Vous ne photographiez jamais de « vedettes » ? Non. Ce qui m’intéresse ce sont les gens. Pas le vedettariat. Dans « Visions », apparaît Elvis Pompilio. A l’époque du portrait, il n’était pas encore le célèbre chapelier qu’il est devenu…
Le livre “Visions” qui raconte 50 années sur le terrain invite à découvrir quatre continents… L’Europe occupe une place importante dans le livre à travers les séries sur les masques et traces, les collectionneurs, les écorces, Bruxelles/Canal, les sans-papiers ; et l’Asie, une place dans mon cœur. L’Inde et le Népal représentent 20 ans de ma vie, mais mon travail a été détruit par un dégât des eaux…

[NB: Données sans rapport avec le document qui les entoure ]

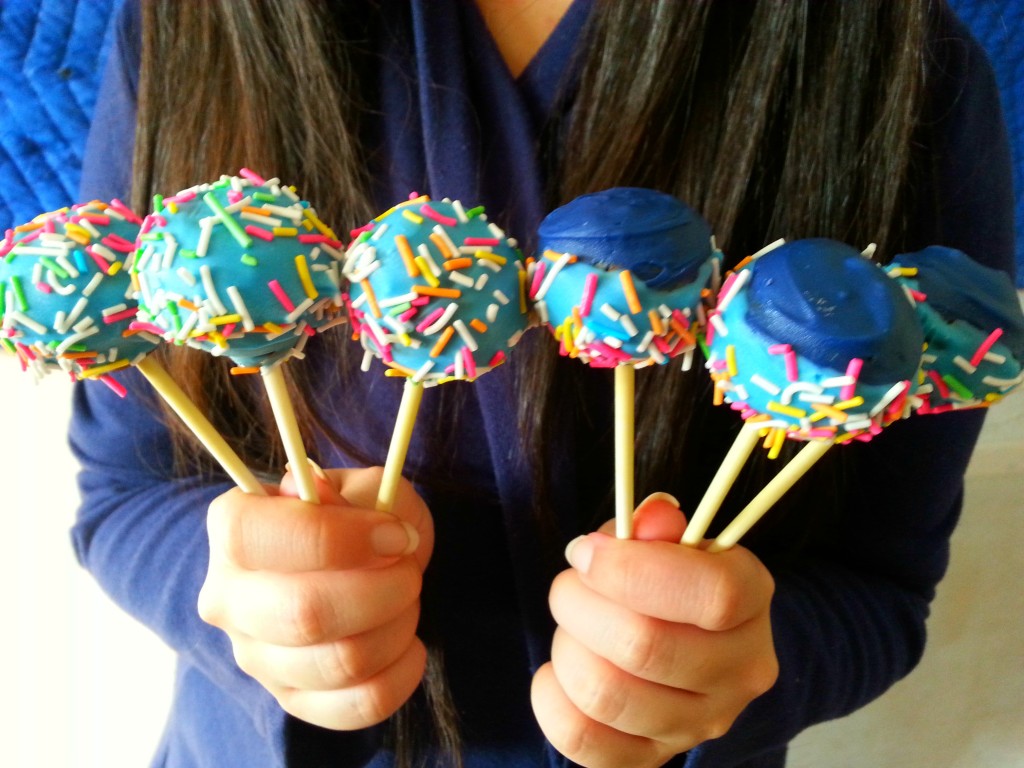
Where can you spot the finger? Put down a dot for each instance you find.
(679, 655)
(302, 609)
(327, 487)
(286, 535)
(603, 692)
(361, 706)
(581, 738)
(657, 518)
(678, 584)
(328, 666)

L’Afrique a une saveur toute particulière pour vous … L’Afrique m’a toujours émerveillé. De nombreuses visites en famille au Musée royal de l’Afrique centrale à Tervuren avaient éveillé mon intérêt pour ce continent. Pourtant, j’ai voyagé en Afrique sur le tard. En 2004, je me suis rendu au Burkina Faso et lors d’un périple de 6000 km en pleine brousse, avec un studio photo mobile, j’ai réalisé des portraits des chefs traditionnels burkinabés de différentes ethnies, parés de leurs attributs royaux. À partir de cette série « L’Allée des Rois », j’ai monté une exposition qui a notamment été présentée au 10e Sommet de la Francophonie à Ouagadougou, au Musée d’Afrique à Tervuren, en France, en Allemagne, aux Etats-Unis, au Bénin également.

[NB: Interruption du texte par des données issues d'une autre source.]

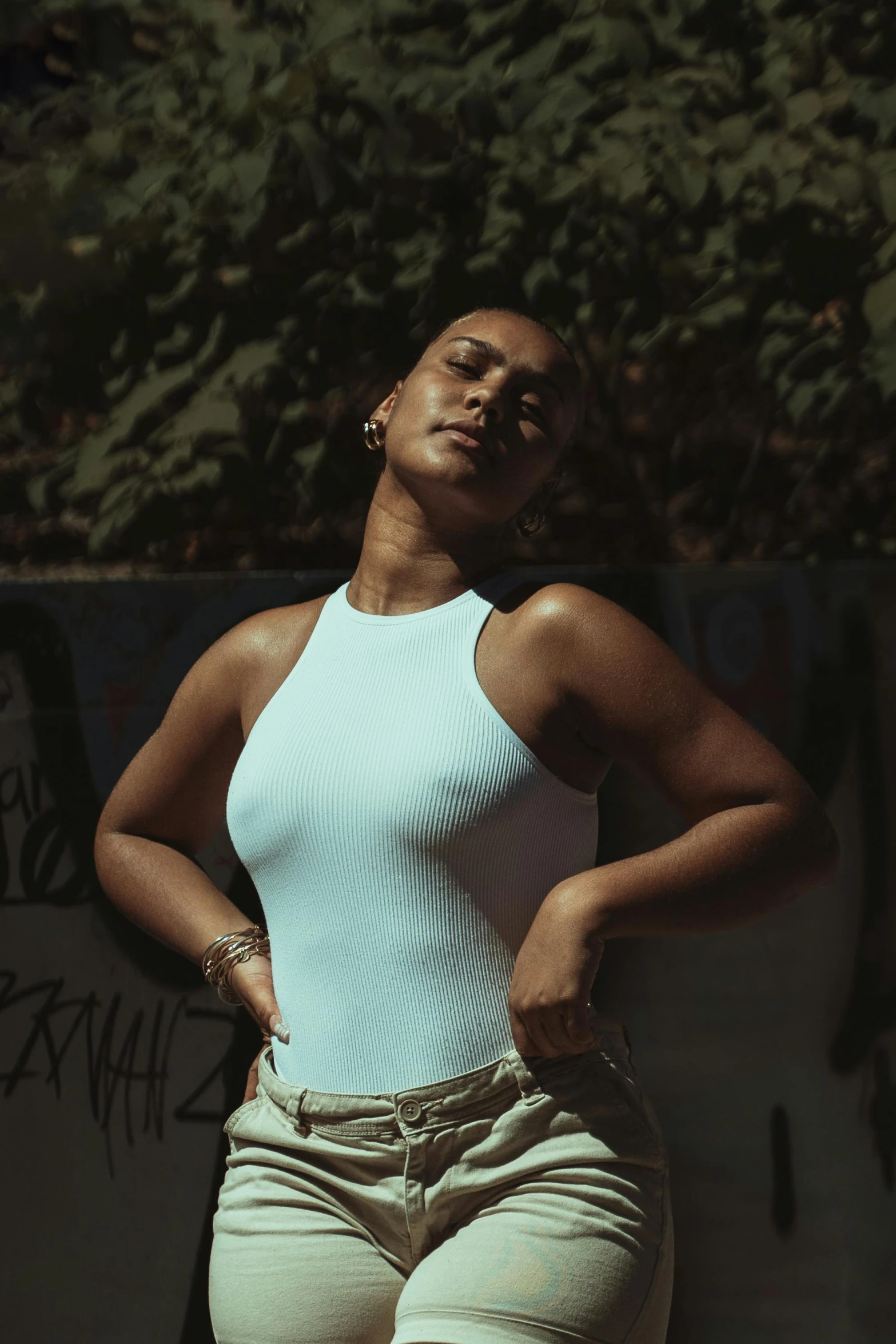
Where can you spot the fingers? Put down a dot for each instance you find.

Quelles rencontres ont été les plus déterminantes dans votre vie professionnelle ? Il y en tellement. Mes rencontres en 78 avec le Dalaï-Lama à Dharamsala qui vont me motiver à rendre hommage à la résistance du peuple tibétain pour l’affirmation de ses droits. Mon initiation au vodoun au Bénin…
Racontez-nous ! Après la série « L’Allée des Rois », je me suis intéressé au Bénin, la terre du vodoun. On m’a d’emblée mis en garde : on ne touche pas au vodoun ! On m’a suggéré de faire une deuxième allée des rois, au Bénin cette fois. Hors de question. Après de nombreuses réticences, la Fondation Zinsou créée au Bénin a financé mon projet : photographier le vodoun que l’on ne pouvait pas voir. Il fallait donc que je sois initié, moi, un blanc. J’ai préparé mon sujet pendant deux ans et je suis parti seul voir les grands initiés à Porto-Novo. C’est la « vieille » de Cotonou, la mamy watta la plus respectée de l’univers vodoun au Benin qui m’a initié. La série Vodoun/ Vodounon est la preuve matérialisée des échanges entre moi photographe et les sujets de cette série. Des échanges forcément nourris de confiance.
Une initiation qui a changé votre rapport même à la photo… Oui, à l’instar des portraits de « L’Allée des rois » en noir et blanc, j’avais commencé la série Vodoun/Vodounon avec un appareil très ancien, un Rolleiflex, jusqu’au moment où je me suis rendu compte que la couleur était déterminante dans l’initiation au vodoun. J’ai donc alterné l’argentique et la photo digitale. Je dispose d’une imprimante grand format chez moi. Au plaisir de développer mes photos, s’est ajouté celui de les voir sortir de l’imprimante digitale !
Le sacré vous fascine car en parallèle de votre série Vodoun/Vodounon, vous poursuivez en Belgique un travail sur les rebouteux … Des rebouteux qui ont reçu un don, de mystérieux guérisseurs toujours discrets qui soulagent un mal, des arbres à clous qui extirpent le mal, dit-on … Un travail qui pourrait m’emmener à nouveau sur les routes du continent européen.
50 ans de terrain. Les clés d’une telle longévité ? L’humilité face au sujet. Et le respect et la bienveillance à son égard. Je ne m’imagine pas travailler autrement.